OREANDA-NEWS. AstraZeneca today announced four research collaborations aimed at harnessing the power of CRISPR, a pioneering genome-editing technique, across its entire discovery platform in the company’s key therapeutic areas. The technology will allow AstraZeneca to identify and validate new drug targets in preclinical models that closely resemble human disease. AstraZeneca will share cell lines and compounds with its partners and work with them to publish findings of its application of CRISPR technology in peer-reviewed journals, contributing to broader scientific progress in the field. The collaborations complement AstraZeneca’s in-house CRISPR programme and will build on the company’s ‘open innovation’ approach to research and development.
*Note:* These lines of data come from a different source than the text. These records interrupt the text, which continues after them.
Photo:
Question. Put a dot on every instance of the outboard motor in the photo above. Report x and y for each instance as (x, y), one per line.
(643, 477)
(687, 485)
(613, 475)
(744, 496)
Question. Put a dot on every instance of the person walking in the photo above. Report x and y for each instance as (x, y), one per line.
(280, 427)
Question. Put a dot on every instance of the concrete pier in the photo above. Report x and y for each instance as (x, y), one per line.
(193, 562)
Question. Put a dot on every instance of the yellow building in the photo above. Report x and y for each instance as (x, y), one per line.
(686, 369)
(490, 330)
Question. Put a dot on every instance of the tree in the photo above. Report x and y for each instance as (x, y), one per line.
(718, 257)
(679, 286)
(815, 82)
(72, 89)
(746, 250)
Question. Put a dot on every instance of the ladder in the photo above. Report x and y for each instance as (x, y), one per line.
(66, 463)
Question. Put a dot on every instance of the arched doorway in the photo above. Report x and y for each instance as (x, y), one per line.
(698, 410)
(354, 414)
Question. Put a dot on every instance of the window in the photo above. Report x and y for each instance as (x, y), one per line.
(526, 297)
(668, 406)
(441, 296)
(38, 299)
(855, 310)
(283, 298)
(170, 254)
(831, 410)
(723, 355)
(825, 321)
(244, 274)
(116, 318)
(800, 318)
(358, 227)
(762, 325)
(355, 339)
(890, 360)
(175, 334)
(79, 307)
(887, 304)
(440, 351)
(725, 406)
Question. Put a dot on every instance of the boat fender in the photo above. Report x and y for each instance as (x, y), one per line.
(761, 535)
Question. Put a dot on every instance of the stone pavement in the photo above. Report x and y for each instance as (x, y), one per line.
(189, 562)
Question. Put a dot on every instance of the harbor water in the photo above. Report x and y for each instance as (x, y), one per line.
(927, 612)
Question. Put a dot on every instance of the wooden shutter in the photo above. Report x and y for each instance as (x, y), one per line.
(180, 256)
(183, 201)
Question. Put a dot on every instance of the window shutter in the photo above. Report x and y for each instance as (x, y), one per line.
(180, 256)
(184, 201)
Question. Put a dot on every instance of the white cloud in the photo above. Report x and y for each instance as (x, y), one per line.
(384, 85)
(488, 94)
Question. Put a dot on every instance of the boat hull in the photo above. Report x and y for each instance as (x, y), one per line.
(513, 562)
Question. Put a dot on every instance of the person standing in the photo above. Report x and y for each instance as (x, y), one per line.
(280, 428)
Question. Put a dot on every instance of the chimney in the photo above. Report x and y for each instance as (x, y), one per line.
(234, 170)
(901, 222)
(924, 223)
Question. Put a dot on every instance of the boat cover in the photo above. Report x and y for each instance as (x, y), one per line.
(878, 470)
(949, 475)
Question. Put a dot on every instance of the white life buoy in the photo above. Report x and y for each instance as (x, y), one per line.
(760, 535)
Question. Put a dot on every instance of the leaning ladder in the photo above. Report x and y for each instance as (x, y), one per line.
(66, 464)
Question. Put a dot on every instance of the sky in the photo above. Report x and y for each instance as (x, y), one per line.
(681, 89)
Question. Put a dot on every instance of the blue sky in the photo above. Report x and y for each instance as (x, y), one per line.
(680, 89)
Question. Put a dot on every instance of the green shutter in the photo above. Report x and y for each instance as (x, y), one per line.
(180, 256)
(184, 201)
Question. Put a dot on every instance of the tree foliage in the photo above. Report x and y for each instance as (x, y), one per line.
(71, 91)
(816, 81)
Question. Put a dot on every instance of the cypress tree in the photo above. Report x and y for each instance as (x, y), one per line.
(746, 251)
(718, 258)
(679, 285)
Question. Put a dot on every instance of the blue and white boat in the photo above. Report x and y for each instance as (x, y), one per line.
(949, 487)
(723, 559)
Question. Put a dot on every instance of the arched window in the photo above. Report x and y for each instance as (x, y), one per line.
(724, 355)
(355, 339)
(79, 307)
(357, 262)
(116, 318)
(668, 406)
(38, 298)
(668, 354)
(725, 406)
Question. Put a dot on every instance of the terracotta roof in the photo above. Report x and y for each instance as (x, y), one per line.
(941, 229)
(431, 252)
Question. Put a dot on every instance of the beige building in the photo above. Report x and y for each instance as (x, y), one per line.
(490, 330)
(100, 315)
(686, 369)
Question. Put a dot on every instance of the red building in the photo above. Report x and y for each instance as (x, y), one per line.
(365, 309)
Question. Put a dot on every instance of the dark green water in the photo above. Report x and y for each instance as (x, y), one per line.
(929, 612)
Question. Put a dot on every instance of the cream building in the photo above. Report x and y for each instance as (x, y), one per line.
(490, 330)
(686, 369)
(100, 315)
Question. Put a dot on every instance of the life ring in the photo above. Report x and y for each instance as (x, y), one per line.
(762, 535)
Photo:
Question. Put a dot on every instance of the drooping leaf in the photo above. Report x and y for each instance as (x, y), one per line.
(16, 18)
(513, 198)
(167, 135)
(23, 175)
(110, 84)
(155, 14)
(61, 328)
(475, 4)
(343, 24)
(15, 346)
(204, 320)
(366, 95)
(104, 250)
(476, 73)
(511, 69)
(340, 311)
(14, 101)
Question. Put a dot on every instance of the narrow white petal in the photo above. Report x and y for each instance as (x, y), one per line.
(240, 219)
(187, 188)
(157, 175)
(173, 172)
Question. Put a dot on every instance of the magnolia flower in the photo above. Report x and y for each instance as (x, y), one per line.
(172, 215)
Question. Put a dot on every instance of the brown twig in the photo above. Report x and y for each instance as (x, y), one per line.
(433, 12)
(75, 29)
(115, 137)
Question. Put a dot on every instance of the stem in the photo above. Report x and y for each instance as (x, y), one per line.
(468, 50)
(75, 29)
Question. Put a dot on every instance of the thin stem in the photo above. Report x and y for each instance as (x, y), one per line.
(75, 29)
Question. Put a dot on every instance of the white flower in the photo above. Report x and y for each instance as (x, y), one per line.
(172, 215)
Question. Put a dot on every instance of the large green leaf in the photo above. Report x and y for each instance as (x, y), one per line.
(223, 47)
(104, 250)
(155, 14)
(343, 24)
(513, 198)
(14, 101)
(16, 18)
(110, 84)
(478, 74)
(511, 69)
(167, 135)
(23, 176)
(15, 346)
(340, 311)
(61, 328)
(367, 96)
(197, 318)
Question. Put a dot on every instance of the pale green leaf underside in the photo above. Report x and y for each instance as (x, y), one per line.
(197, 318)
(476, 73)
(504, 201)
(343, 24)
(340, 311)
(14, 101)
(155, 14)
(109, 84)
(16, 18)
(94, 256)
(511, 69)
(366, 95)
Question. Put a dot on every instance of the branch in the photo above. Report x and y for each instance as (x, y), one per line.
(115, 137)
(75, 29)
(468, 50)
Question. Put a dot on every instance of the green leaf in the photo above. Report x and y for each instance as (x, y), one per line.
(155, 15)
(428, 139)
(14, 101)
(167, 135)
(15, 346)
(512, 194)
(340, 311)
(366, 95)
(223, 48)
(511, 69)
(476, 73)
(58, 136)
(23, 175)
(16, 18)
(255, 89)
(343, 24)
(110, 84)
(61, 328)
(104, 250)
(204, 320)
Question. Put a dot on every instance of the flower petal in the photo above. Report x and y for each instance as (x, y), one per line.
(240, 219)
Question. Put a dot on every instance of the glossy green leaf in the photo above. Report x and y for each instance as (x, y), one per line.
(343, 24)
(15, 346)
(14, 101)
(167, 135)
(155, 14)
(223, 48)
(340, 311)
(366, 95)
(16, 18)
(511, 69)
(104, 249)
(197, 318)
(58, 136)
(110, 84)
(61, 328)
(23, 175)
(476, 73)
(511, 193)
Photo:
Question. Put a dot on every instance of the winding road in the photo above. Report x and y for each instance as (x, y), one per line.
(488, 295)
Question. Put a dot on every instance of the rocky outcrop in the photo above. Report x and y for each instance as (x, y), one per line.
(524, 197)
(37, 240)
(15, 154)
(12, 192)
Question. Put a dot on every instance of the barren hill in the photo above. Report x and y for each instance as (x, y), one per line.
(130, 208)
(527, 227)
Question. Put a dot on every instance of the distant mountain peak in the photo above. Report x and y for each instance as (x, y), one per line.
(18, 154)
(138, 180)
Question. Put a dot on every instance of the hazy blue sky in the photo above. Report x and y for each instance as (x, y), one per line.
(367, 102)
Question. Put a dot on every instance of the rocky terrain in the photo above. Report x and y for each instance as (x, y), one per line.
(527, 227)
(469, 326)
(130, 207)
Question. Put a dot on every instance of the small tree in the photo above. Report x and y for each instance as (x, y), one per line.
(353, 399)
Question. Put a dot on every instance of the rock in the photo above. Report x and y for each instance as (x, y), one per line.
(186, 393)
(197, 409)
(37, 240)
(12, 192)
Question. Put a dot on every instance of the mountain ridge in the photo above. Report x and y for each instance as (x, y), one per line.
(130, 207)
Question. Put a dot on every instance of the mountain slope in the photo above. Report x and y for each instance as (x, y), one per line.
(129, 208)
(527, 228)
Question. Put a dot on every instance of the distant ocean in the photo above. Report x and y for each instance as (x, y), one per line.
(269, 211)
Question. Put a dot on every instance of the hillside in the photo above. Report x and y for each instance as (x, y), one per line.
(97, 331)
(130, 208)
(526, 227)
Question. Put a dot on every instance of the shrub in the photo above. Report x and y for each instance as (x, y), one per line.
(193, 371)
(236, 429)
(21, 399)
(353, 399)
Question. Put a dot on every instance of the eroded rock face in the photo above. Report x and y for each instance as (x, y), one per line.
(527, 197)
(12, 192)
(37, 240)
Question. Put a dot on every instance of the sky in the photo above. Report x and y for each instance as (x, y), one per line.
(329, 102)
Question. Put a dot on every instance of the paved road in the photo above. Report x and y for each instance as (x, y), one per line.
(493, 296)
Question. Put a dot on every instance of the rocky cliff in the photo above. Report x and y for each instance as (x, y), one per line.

CRISPR (clustered regularly interspaced short palindromic repeats) is a genome-editing tool, which allows scientists to make changes in specific genes far faster and in a much more precise way than ever before. The technology has two components - a homing device to a specific section of DNA (guide-RNA) and enzymatic ‘scissors’ that cut DNA (Cas9 nuclease). In the cell nucleus, the guide-RNA sequence directs the Cas9 nuclease to cause double-stranded breaks in the target DNA sequence. By harnessing the cell’s own DNA-repair apparatus, the gene being targeted can be altered either by deleting it, adding nucleotides to it or by turning its activity on or off. In contrast to previous genome-editing techniques, such as zinc-finger nucleases and TALENs, CRISPR is easier to handle in the laboratory.

Dr. Mene Pangalos, Executive Vice President, Innovative Medicines & Early Development, AstraZeneca, said: “CRISPR is a simple yet powerful tool that enables us to manipulate genes of potential importance in disease pathways and examine the impact of these modifications in a highly precise way. By combining the great science from our labs with these world-renowned academic and industry partners, we will be able to integrate this ground-breaking technology into our research and help accelerate the discovery of novel treatments for patients.”